The rains have come. My hill has been washed anew, the garden revitalized.
My backyard… with the “phantom tractor” in the misty rain poised to hay.
The Rose of Sharon bloom and surround our house with the buzzing of bees and fluttering of hummingbird wings.
We have several varieties of tomatoes this year. I am excited to try them all!
As I tend my garden, I have become friends with the weeds. Many of them end up in my collection basket! Here is a common one, lambsquarters, which can be used much like spinach or kale. I will have to share my Lambsquarter Lasagna recipe with you next time I make it! Lambsquarter foraging lasts beyond many other plants, as you can still harvest the tender tops (flowers and seeds may be eaten) when the plant has gotten older and tougher. It is a purifier herb, meaning it collects pollutants from the soil and purifies the land, so be sure you are collecting from clean soil. It is mild in flavor, high in Vitamins A & C, and according to my field guide, if you winnow the seed tops by rubbing the fruiting spikes in a paper bag, you can use them for flour (similar to buckwheat flour, and added to pancakes and muffins). This is going to be a fun activity for the kids and I in the next few weeks!
Another popular citizen in my garden is common mallow. The leaves and young shoots are edible raw and cooked, and can be used as a thickener in soups (just as okra thickens). More fascinating uses can be found here.
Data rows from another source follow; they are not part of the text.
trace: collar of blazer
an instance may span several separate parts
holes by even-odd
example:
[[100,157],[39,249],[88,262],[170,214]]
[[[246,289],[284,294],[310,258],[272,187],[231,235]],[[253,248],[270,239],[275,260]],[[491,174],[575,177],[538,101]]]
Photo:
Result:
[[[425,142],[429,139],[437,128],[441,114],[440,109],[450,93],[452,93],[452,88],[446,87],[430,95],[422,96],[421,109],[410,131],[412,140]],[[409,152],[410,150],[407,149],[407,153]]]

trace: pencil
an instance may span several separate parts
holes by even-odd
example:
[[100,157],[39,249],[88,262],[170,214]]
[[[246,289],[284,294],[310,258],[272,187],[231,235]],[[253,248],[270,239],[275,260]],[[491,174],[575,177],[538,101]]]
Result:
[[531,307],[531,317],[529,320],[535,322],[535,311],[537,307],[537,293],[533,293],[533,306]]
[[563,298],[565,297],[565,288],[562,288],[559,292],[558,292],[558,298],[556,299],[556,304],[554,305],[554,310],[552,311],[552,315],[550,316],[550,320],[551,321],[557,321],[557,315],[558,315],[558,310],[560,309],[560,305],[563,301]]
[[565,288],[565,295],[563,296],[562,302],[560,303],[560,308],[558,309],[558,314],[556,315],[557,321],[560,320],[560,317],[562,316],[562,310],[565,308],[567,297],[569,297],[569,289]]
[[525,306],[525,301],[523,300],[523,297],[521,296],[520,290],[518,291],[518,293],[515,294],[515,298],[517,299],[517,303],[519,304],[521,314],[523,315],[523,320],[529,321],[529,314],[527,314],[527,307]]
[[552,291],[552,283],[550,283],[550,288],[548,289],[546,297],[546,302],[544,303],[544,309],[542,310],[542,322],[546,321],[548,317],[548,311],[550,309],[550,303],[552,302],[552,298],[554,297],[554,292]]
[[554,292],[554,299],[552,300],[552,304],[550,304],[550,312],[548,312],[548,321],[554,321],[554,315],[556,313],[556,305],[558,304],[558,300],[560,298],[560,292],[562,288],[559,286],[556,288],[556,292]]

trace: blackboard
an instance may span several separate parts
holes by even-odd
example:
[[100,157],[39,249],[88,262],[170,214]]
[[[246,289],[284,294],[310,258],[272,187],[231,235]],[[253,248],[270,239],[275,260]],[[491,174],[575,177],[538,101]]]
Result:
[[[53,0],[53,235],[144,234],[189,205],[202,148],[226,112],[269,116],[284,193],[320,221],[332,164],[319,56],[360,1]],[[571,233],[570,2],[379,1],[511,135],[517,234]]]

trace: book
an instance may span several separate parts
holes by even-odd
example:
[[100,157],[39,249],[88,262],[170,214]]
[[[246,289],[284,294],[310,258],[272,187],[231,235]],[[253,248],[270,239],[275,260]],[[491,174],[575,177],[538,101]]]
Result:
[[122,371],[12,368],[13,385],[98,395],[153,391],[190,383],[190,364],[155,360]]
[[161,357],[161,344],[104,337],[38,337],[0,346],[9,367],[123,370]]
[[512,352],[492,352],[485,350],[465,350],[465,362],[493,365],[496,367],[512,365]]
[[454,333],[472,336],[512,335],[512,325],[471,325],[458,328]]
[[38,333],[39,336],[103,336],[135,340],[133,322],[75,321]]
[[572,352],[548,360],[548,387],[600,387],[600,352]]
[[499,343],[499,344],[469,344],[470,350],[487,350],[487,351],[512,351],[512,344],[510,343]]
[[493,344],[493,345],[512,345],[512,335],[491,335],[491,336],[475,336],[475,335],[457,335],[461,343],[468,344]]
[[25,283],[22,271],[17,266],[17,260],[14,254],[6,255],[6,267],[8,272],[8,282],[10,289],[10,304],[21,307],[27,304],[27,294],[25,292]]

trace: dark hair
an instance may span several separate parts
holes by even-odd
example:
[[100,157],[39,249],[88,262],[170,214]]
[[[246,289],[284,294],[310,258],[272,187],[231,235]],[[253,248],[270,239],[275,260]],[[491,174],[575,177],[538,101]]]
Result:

Then, there is tiny and delicate woodsorrel with its wee yellow flowers. It tastes lemony and tangy, and I always add a bit to our salads or chew on a little while gardening. It purifies the blood, invigorates the spirits, and puts a smile on your face. Be moderate though- it contains oxalic acid, which shouldn’t be overdone (also found in spinach and kale).
Sundays we usually have a Family Feast. In cooler weather, this often involves a roast (often from our chickens or neighbors’ cow). This time of year,our feast are mainly garden fare. I am still wallowing in delight from last night’s meal…
This was the first year we tried garlic. We didn’t get a whole lot, but the heads we harvested are beautiful!
Cedar Ring Papa grilled baby zucchinis and carrots, the smothered them in organic butter. MMM. He also made a grated beet and carrot salad. I steamed green beens, sauteed beet greens in our fresh garlic and some butter, then added some chicken broth and let it simmer for a bit. And the quinoa tabouli is chock full of garden fresh cilantro and tomatoes! So simple- 4 cups of cooked quinoa, 1/2 cup chopped parlsey (I used cilantro, as that is what we had more of), 1/2 cup of olive oil, 1.5 tsp salt, juice of 1.5 lemons, 1.5 cups diced tomatoes, and a tsp of dried or tablespoon of fresh mint. It is good warm or cold!
We also had a huge salad of greens, basil, and tomatoes with bite size chunks of fresh mozzarella, and of course, we drizzle balsamic vinegar over it. MMM. I think I will go eat the leftovers.
I hope you are enjoying tasty morsels of summer! I will post about our autumn meal plan (recipes included) soon.